But the biggest problem of the first season was that the cast was too big. The original series had the big three, with the rest as mostly background players. This show has Picard as the lead, but then seven regulars. That’s eight characters that constantly need juggled. Denise Crosby left the show because Yar was being pushed to the background…but so was most of the regular cast every other week. We don’t get to know most of them.
No one has a real clear role. Geordi and Worf are interchangeable. Wesley kind of sits around for the first half of the season, then gets inexplicably promoted to take over half of Worf and Geordi's already filled out role. Troi is mostly there to just tell us what she is feeling all the time (though she doesn't really grow beyond that). There is no clear Chief Engineer, but it seems that Lt. Junior Grade LaForge or the irritating kid can take over at a moments notice.
A lot of characters are gimmicks: the boy genius, the blind guy is driving the ship, a woman is in charge of security (not saying that there’s a problem here just that it is the ONLY reason she’s there), there is a Klingon in Starfleet, an older man is the Captain (instead of the young and happening Kirk), Riker is just a bland Kirk imitation, the Doctor is only there to serve as the mother of the boy genius....hell even Data is lacking something in this season. Luckily losing Yar and some crew position rearrangements at the start of the following season help to rectify a major issue this premiere season had.

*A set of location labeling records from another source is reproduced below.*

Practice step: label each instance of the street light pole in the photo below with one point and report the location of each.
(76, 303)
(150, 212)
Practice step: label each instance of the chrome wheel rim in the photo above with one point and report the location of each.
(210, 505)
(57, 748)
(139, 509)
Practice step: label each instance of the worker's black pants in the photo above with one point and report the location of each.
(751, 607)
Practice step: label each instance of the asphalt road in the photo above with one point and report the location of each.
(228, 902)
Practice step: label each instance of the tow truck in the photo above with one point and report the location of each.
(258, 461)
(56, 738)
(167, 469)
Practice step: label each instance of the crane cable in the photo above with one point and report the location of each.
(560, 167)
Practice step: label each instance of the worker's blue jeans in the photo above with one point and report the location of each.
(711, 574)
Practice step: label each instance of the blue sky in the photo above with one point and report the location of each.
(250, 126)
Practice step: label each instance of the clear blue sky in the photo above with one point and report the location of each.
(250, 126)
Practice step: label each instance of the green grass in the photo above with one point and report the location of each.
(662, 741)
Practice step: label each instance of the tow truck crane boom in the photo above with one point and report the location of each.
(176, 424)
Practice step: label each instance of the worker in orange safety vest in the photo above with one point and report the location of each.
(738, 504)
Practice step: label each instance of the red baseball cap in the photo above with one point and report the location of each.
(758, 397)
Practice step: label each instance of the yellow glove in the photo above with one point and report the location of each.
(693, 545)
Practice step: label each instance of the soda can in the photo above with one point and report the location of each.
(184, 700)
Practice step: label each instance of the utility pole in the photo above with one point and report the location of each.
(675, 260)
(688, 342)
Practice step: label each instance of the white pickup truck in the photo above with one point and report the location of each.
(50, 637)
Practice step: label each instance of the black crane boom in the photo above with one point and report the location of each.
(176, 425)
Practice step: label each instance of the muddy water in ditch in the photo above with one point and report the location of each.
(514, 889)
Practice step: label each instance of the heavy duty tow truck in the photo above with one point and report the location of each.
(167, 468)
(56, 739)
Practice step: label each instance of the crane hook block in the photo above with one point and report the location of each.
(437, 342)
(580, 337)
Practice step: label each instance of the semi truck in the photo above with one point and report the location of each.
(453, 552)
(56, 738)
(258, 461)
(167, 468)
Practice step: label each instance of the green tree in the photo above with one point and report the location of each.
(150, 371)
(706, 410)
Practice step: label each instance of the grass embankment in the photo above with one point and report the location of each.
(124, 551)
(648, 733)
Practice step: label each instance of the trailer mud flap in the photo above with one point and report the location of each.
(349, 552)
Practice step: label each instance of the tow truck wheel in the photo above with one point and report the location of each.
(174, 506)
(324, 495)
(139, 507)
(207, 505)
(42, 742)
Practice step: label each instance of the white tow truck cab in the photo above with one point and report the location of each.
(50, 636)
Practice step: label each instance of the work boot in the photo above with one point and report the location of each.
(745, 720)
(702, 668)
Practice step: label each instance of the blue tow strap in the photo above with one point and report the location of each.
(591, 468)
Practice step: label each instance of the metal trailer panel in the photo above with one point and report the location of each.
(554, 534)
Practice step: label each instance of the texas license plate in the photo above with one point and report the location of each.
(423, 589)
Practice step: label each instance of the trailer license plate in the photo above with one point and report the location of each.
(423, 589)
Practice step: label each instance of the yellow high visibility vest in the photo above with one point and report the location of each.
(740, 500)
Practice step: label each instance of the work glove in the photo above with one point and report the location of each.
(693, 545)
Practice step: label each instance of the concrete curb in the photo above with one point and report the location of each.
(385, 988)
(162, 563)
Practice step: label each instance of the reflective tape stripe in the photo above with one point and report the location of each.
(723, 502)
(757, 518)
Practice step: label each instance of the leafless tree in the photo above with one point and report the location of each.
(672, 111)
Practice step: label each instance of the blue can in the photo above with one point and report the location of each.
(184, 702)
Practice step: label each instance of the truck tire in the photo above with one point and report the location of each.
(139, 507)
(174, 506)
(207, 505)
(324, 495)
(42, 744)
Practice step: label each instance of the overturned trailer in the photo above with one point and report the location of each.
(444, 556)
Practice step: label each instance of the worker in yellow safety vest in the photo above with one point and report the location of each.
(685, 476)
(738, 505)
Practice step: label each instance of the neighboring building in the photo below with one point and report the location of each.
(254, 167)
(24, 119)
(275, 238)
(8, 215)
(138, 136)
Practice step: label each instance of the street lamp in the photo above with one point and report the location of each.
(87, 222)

Most the stories are boring. Some of them are silly. There are only a few gems in this season, “The Big Goodbye” and “Where No One Has Gone Before” maybe a few others. Beyond that most of the season is mediocre to terrible. You get a sense that the series is just humdrum, that it is going nowhere, and really beyond the excellent production values, there is little in this first season, that actually comes close to touching the quality of the original series, or that cast's film series.
Again, this series became excellent, stepping out of the original's shadows, but the first season was a rocky start with some weak scripts and an ensemble cast too large for the writers to tackle, and a Creator who had let a few too many fan letters go to his head to approach this new venture with any kind of humility or a sense of drama (trying to let his so-called vision drive the ship, rather than play into the storyline and drama). The first season sets up the most basic of elements of the grand sequel series, but it took a little while to really come into it's own.